As part of the submission process, authors are required to check off their submission's compliance with all of the following items, and submissions may be returned to authors that do not adhere to these guidelines.
  • The submission has not been previously published, nor is it before another journal for consideration (or an explanation has been provided in Comments to the Editor).
  • The submission file is in OpenOffice, Microsoft Word, RTF, or WordPerfect document file format.
  • We fight plagiarism: please understand that your article will be checked with available tools for discovering plagiarism.
  • The text is single-spaced; uses a 12-point font; employs italics, rather than underlining (except with URL addresses); and all illustrations (and illustration legends), figures (and figure legends), and tables (and table legends) are included in the submission.
  • The text adheres to the stylistic and bibliographic requirements outlined in the Author Guidelines, which is found in About the Journal.
  • Please read this advice and download associated files. The International Committee of Medical Journal Editors has published a “Disclosure Form for Potential Conflict of Interest”, with the aim to establish uniform reporting system, which can go over the existing differences in current formats or editors’ requests. Eye Reports welcomes this initiative as a possible uniforming, standardizing way to have this important disclosure authorizing the publications of manuscripts. We therefore request you to duly fill in the “Uniform Format for Disclosure of Competing Interests in ICMJE Journals” and upload it on the Web site of the Eye Reports or email it back to us (manager@eyereports.org). The document is in Adobe PDF format, it includes instructions to help authors provide the requested information and the completion procedure is user-friendly. Kindly note that the form must be completed and signed by each author of the work. Please note that if this Disclosure Form is missing, we will not be able to publish your work.

Author Guidelines

Author Fees = $0.  

All submissions are free-of-charge. There is no fee to submit a manuscript, nor is there any fee to publish the manuscipt if the manuscript is accepted for publication.  Eye Reports believes that authors, who have already worked hard to develop and prepare new and novel material for dissemination to the scientific community, should not have to bear the burden of additional financial expenses; therefore, we do not charge authors any expense in publishing accepted works.

 

To submit a new paper to Eye Reports:

  1. Register as an Author; we encourage you to register also as a Reader and a Reviewer at the same time;
  2. Follow the Guidelines for Authors (see below);
  3. Read our Editorial Policies and our Competing Interest policies.
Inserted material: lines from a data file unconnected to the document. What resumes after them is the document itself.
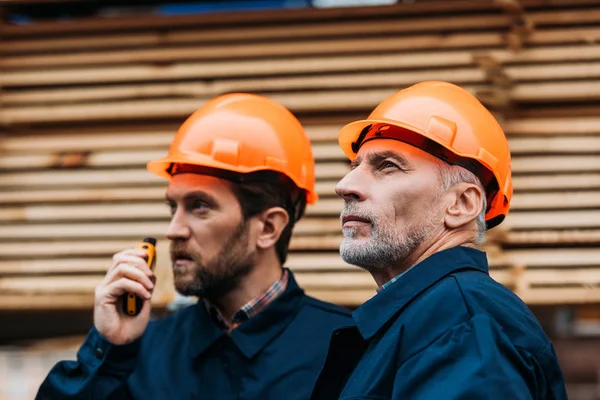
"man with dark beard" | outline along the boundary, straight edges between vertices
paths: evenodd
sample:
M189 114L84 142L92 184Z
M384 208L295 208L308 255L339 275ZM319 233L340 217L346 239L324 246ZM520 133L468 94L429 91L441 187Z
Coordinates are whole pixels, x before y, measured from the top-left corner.
M495 118L423 82L344 127L343 259L378 293L337 330L312 398L566 399L552 344L477 250L512 197Z
M200 300L149 322L144 253L116 254L78 360L58 363L38 398L307 399L331 333L352 320L282 268L294 224L317 200L298 120L261 96L221 96L148 169L170 180L175 287ZM120 311L126 292L145 299L136 317Z

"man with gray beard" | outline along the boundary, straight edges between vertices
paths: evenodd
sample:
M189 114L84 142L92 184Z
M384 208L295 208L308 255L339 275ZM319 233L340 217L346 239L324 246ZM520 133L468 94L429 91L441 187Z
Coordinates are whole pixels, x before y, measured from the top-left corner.
M352 169L342 258L377 294L332 336L313 400L566 399L553 346L478 247L512 197L502 128L464 89L423 82L339 143Z
M318 198L300 122L262 96L219 96L148 170L169 180L175 288L200 300L150 321L146 255L117 253L77 361L58 363L37 398L309 398L331 333L352 320L284 268L294 224ZM144 300L139 315L121 311L126 292Z

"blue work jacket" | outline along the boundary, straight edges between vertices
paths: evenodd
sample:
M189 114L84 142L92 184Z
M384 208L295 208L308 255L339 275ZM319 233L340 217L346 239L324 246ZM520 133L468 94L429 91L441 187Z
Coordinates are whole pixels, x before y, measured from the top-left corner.
M308 399L332 332L352 319L289 274L285 292L229 334L203 302L151 321L127 345L92 328L77 361L55 365L37 399Z
M481 251L430 256L353 319L333 334L313 400L567 398L550 340Z

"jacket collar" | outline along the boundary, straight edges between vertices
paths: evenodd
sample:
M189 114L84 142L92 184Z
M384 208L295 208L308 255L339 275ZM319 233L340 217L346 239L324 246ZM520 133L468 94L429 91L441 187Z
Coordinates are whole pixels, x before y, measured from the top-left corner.
M246 358L254 357L294 319L300 309L304 291L288 270L285 291L264 310L242 323L229 334L234 345ZM189 324L188 345L192 358L201 356L227 332L220 329L210 317L203 301L195 305L195 316Z
M435 253L416 264L352 313L360 334L365 340L370 339L424 290L445 276L464 269L487 274L485 253L459 246Z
To submit a revised version:

  1. Log in;
  2. Click on your role as Author;
  3. Click on IN REVIEW: REVISIONS REQUIRED or RESUBMIT FOR REVIEW on the page displayed (under the heading ‘Status’, near the manuscript title);
  4. Under the heading EDITOR DECISION, upload your revised paper as AUTHOR VERSION using Browse and Upload buttons;
  5. Use the NOTIFY EDITOR e-mail button to inform the Editors that the revised version has been submitted.


Guidelines for Authors

Manuscripts must be double-spaced with one-inch margins. Headings must be used to designate the major divisions of the paper. To facilitate the review process, manuscripts should contain page and line numbering.
Manuscripts must be written in English. Authors whose native language is not English are strongly advised to have their manuscript checked by a language editing service, or by an English mother-tongue colleague prior to submission. As an option, Eye Reports offers its own professional copyediting service (for an additional fee - please inquire with the journal manager by sending an email to manager@eyereports.org). Professional copyediting can help authors improve the presentation of their work and increase its chances of being accepted. In case you feel that your manuscript needs a professional English language copyediting checking language grammar and style, Eye Reports offers a rapid-turnaround revision service for an additional fee. Please contact us (email to manager@eyereports.org) to get more detailed information on this service.
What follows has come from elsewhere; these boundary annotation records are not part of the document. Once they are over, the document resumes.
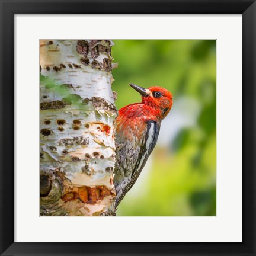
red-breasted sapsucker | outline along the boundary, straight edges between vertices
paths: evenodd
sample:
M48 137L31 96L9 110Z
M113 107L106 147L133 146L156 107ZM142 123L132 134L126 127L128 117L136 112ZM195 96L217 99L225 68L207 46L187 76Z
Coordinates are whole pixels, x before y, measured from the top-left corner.
M116 120L116 207L140 174L156 143L161 121L172 105L171 92L162 87L145 89L129 84L140 94L142 100L121 108Z

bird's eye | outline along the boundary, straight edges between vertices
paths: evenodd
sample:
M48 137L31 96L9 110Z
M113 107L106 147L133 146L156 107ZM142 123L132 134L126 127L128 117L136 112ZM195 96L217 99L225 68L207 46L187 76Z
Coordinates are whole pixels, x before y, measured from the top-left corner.
M153 96L155 98L160 98L162 96L162 95L160 92L154 92L153 93Z

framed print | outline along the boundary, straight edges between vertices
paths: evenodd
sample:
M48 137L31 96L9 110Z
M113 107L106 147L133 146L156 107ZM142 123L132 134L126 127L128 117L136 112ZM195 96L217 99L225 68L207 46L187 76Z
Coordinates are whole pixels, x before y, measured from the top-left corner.
M1 255L256 255L254 1L1 7Z

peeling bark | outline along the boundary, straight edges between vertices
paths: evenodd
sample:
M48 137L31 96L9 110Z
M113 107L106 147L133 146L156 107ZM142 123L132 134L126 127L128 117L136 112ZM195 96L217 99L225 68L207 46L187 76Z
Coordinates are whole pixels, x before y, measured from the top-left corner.
M40 41L40 216L113 216L111 40Z

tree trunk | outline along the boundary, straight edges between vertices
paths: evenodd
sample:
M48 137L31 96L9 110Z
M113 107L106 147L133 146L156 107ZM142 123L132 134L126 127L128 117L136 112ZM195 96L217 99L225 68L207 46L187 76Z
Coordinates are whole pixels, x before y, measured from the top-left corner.
M40 41L40 215L114 215L111 40Z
The first page must contain: i) title (lowercase), without acronyms; ii) first name and family name of each author, separated by commas; iii) affiliation(s) of each author; iv) acknowledgments; v) full name and full postal address of the corresponding author. Phone, fax number and e-mail address for the correspondence should also be included; and, vi) three to five key words. The second page should contain: i) authors’ contributions, e.g., information about the contributions of each person named as having participated in the study (http://www.icmje.org/#author); ii) disclosures about potential conflict of interests; iii) further information (e.g., funding, conference presentation ...).

If tables are used, they should be double-spaced on separate pages. They should be numbered and cited in the text of the manuscript.
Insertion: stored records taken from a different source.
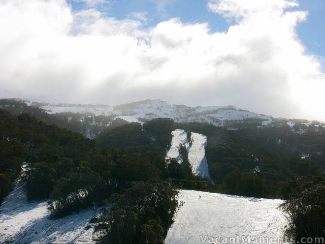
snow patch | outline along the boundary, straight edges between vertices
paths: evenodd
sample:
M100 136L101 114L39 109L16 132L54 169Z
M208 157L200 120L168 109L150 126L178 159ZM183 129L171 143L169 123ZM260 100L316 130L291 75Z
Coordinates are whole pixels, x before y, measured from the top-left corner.
M14 237L14 243L92 243L94 226L89 223L96 213L88 209L61 219L50 219L47 200L27 203L18 180L6 198L0 213L0 243ZM86 226L89 225L89 228Z
M207 137L198 133L191 133L191 145L188 148L188 161L195 175L210 178L208 162L205 157Z
M166 244L202 243L200 235L281 237L287 223L278 208L282 200L187 190L181 191L179 198L185 203L168 231Z
M199 133L191 133L191 145L187 140L187 134L184 130L177 129L172 132L173 138L171 148L167 151L166 159L175 158L178 163L182 162L180 145L185 146L188 152L188 162L192 166L194 175L210 178L208 162L205 157L207 137Z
If figures are used, they must be submitted as .tif or .jpg files, with the following digital resolution:
i) color (saved as CMYK or RGB): minimum 300 dpi;
ii) black and white/grays: minimum 600 dpi;
iii) one column width (8.5 cm) or 2 column widths (17.5 cm).
A different caption for each figure must be provided at the end of the manuscript, not included in the figure file.

If abbreviations are used in the text, authors are required to write full name+abbreviation in brackets [e.g. Multiple Myeloma (MM)] the first time they are used, then only abbreviations can be written (apart from titles; in this case authors have to write always the full name).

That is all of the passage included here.